Meet Wojtek, Sumerian Six‘s Most Loveable War Machine
Sumerian Six is a tactical stealth game set in an alternate-history World War II, where a squad of supernatural operatives is sent behind enemy lines to stop a Nazi occult programme. It’s a game full of colourful characters, but one stands head and shoulders – and several hundred kilograms – above the rest: Wojtek, a Polish soldier who also happens to be a werebear. In combat, he can shift freely between his human form, where he brings stealth, dexterity, and tactical thinking to the mission, and his bear form, where subtlety goes out the window and raw, unstoppable force takes over. He’s one of those characters who earns his place in a roster immediately – the moment you realise you can send a shapeshifting bear crashing through a German patrol, the game has you. But as wonderfully over-the-top as a werebear soldier sounds, the real story that inspired him is somehow even better.
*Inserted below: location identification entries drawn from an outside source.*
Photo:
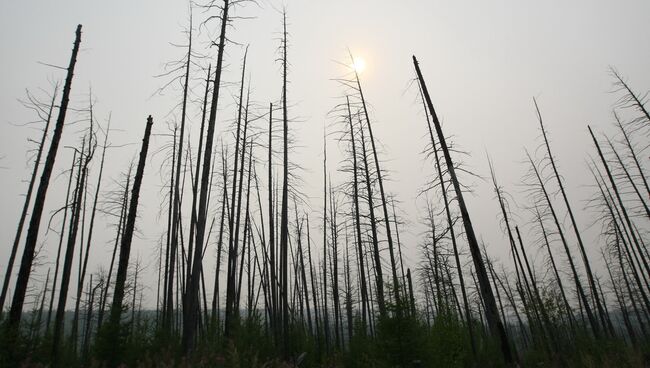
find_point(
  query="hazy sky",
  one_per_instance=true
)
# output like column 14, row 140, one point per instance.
column 483, row 62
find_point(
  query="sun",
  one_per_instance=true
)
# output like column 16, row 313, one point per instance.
column 358, row 64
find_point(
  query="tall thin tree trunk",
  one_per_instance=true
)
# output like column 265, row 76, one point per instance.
column 27, row 260
column 23, row 214
column 190, row 306
column 127, row 238
column 496, row 325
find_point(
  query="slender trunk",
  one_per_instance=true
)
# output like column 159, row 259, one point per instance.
column 82, row 173
column 23, row 215
column 61, row 235
column 27, row 260
column 127, row 238
column 384, row 203
column 496, row 325
column 190, row 307
column 583, row 253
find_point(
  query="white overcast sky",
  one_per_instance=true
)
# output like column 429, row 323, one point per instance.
column 483, row 62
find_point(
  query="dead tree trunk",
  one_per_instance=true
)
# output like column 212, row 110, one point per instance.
column 23, row 215
column 191, row 305
column 496, row 325
column 125, row 244
column 39, row 202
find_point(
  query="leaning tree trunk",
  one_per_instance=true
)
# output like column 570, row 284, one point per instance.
column 82, row 173
column 450, row 225
column 23, row 215
column 39, row 201
column 583, row 253
column 496, row 325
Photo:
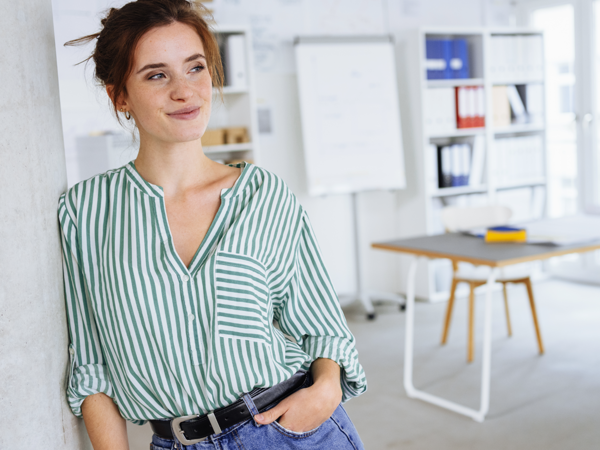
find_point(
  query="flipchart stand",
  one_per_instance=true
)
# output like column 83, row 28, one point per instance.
column 361, row 294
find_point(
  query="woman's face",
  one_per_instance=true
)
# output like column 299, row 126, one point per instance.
column 169, row 91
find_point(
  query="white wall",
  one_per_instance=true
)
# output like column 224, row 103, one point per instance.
column 274, row 24
column 33, row 330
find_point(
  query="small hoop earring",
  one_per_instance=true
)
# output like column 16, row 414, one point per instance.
column 127, row 115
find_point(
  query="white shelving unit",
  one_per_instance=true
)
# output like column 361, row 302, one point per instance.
column 434, row 277
column 237, row 108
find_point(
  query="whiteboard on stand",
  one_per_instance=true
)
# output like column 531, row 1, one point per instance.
column 350, row 115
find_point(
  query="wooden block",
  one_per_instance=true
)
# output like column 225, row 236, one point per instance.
column 215, row 136
column 237, row 135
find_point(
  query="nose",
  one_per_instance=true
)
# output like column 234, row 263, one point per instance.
column 180, row 89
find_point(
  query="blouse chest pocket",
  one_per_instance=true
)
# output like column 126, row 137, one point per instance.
column 242, row 298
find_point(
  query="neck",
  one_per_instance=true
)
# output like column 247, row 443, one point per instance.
column 175, row 167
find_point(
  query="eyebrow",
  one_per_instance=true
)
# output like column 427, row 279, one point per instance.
column 159, row 65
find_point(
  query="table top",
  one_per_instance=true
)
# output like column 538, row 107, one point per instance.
column 465, row 248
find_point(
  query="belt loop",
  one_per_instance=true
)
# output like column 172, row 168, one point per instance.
column 251, row 407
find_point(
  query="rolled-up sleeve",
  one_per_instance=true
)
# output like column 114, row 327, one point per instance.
column 311, row 314
column 88, row 373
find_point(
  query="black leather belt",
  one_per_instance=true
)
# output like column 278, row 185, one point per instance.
column 193, row 429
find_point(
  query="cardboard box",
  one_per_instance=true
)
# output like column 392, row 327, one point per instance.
column 237, row 135
column 215, row 136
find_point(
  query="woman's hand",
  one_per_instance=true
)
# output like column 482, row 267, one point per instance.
column 308, row 408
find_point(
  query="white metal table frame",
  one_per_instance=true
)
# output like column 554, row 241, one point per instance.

The Real Wojtek: A Bear Who Actually Enlisted
It’s 1943, somewhere in Iran. A group of Polish soldiers – exiles fighting their way across the Middle East after escaping Soviet labor camps – encounter a young boy with a bear cub in a burlap sack. His mother had been killed by hunters. In exchange for a Swiss Army knife, some canned beef, and a bit of chocolate, the soldiers took him in. They named him Wojtek, a Polish diminutive meaning, brilliantly, “joyful warrior.”
They fed the tiny cub condensed milk from an empty vodka bottle. They wrestled with him, shared their rations, and let him ride in the front seat of their trucks. Wojtek, for his part, took to military life immediately – he marched in formation on his hind legs, learned to salute, and picked up a few of his comrades’ less wholesome habits along the way, including a taste for beer and a fondness for eating cigarettes whole (he never quite got the hang of the smoking part).
By the time the 22nd Artillery Supply Company prepared to ship out to Italy, Wojtek had grown into a full-sized Syrian brown bear. This created a small bureaucratic problem: the British transport ship forbade mascots and animals. The Polish soldiers’ solution was wonderfully straightforward – they simply enlisted him. Wojtek was drafted as a private, given a serial number and a paybook, and officially listed among the soldiers of the company. No one, apparently, questioned this.
The Battle of Monte Cassino: Where Legends Are Made
In May 1944, the Allied forces faced one of the most punishing battles of the entire Italian campaign – the assault on Monte Cassino, a fortified German stronghold perched atop a mountain that had already repelled three previous attacks. The Polish II Corps was tasked with taking the summit.
During the battle, Wojtek did something that would cement his place in history. Watching the men around him haul heavy crates of artillery ammunition through the chaos, he simply started doing the same. He carried 25-pound artillery shells in crates that would normally take four men to move, hauling load after load without dropping a single one. Whether through mimicry, solidarity, or some combination of both, he had decided his unit needed help – and he helped.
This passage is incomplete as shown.